Ihm geht es wie dem Barden aus den Asterix-Heften: Seit 2007 spielte Kay Reinhardt mit seiner hölzernen Drehleier vor dem Schloss Neuschwanstein für die Besucher - bis die Schlossverwaltung ihm vergangenen Sommer ein Spielverbot erteilte. Nun wehrt er sich dagegen im Landtag.

Von Viola Bernlocher, Schwangau/München

Dass drehleiernde und singende Barden nicht überall gut gelitten sind, diese Erfahrung musste schon die Comic-Figur Troubadix in den Asterix-Heftchen machen: Er endete bei Festen fast immer geknebelt und gefesselt am Baum. Eine Geschichte ähnlicher Couleur spielt sich derzeit rund um das Schloss Neuschwanstein ab. Seit 2007 spielte Kay Reinhardt mit seiner hölzernen Drehleier dort für die Besucher, bis er im vergangenen Sommer von der Schlossverwaltung Spielverbot bekam. Drehleierklang scheint die Sache der Schlossverwaltung nicht zu sein.
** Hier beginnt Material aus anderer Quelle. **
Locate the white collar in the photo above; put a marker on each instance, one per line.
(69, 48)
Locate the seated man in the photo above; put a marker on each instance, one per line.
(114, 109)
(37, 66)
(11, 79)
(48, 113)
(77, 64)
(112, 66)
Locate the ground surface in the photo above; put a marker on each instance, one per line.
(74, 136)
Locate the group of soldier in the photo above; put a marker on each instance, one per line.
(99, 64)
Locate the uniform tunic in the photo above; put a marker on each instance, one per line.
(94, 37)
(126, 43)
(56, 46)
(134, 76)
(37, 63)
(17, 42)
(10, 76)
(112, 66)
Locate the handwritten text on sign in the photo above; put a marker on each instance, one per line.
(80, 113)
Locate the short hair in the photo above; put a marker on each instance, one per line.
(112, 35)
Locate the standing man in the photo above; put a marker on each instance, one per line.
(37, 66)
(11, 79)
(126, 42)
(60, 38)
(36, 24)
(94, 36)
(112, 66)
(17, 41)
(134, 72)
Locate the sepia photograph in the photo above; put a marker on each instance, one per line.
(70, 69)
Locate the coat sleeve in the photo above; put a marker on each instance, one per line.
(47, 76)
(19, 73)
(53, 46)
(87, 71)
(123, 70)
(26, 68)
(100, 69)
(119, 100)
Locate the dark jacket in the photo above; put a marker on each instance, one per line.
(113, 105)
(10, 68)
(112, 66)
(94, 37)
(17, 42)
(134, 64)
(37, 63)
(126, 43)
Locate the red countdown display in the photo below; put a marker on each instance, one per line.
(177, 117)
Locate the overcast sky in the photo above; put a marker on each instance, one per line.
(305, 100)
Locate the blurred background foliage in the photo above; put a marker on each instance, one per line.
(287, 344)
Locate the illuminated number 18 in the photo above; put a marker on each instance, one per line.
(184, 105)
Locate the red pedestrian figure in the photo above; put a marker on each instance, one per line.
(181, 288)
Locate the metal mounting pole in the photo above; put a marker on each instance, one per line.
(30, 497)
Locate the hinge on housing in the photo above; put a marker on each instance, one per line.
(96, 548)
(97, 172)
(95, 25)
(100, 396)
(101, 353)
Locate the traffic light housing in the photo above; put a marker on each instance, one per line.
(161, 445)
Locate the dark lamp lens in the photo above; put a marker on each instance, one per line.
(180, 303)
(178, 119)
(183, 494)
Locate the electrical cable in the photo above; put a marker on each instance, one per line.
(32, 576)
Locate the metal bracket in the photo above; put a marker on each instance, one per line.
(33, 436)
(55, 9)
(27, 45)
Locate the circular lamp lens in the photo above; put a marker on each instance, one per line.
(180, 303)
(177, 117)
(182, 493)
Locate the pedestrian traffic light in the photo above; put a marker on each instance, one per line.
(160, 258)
Angefangen hat er vor sieben Jahren, damals noch auf einem kleinen Platz am Weg vor der Marienbrücke, mit Blick auf Schloss Neuschwanstein. Oft hätten sich die Menschen um ihn geschart, um zuzuhören und auf der Wanderung um das Schloss eine Pause einzulegen, sagt Reinhardt. Dort habe er zwar keine offizielle Genehmigung gehabt, aber "richtig vertrieben wurde ich auch nicht". Bemüht um eine Genehmigung habe er sich trotzdem, und als 2011 der Chef der Schlossverwaltung bei ihm vorbeischaute und ihm anbot, darüber zu sprechen, war die Freude groß.

Verbot keine Einzelentscheidung

Nach einer Probephase habe er für 2012 eine Jahresgenehmigung bekommen. 2013 war das kurze Glück schon wieder vorbei: "Aus übergeordneten Gründen wegen der Umstrukturierung der Schlossverwaltung" sei es nicht mehr möglich, dass er musiziere, wurde ihm beschieden. Für Reinhardt ist das unverständlich, denn im Englischen Garten, den die Bayerische Schlösser- und Seenverwaltung ebenfalls betreut, sei Straßenmusik schließlich auch nicht verboten. Die staatliche Behörde teilte mit, dass von 2013 an keine Darbietungen mehr erlaubt worden seien, weil man keinen Bezugsfall habe schaffen wollen. Schließlich gebe es von vielen Seiten Anfragen, "sein Können oder seine Ideen am Schloss Neuschwanstein als so hochfrequentem Standort zu präsentieren". Das Verbot sei keine Einzelentscheidung gegen bestimmte Personen und habe auch nicht mit Art oder Qualität der Musik zu tun.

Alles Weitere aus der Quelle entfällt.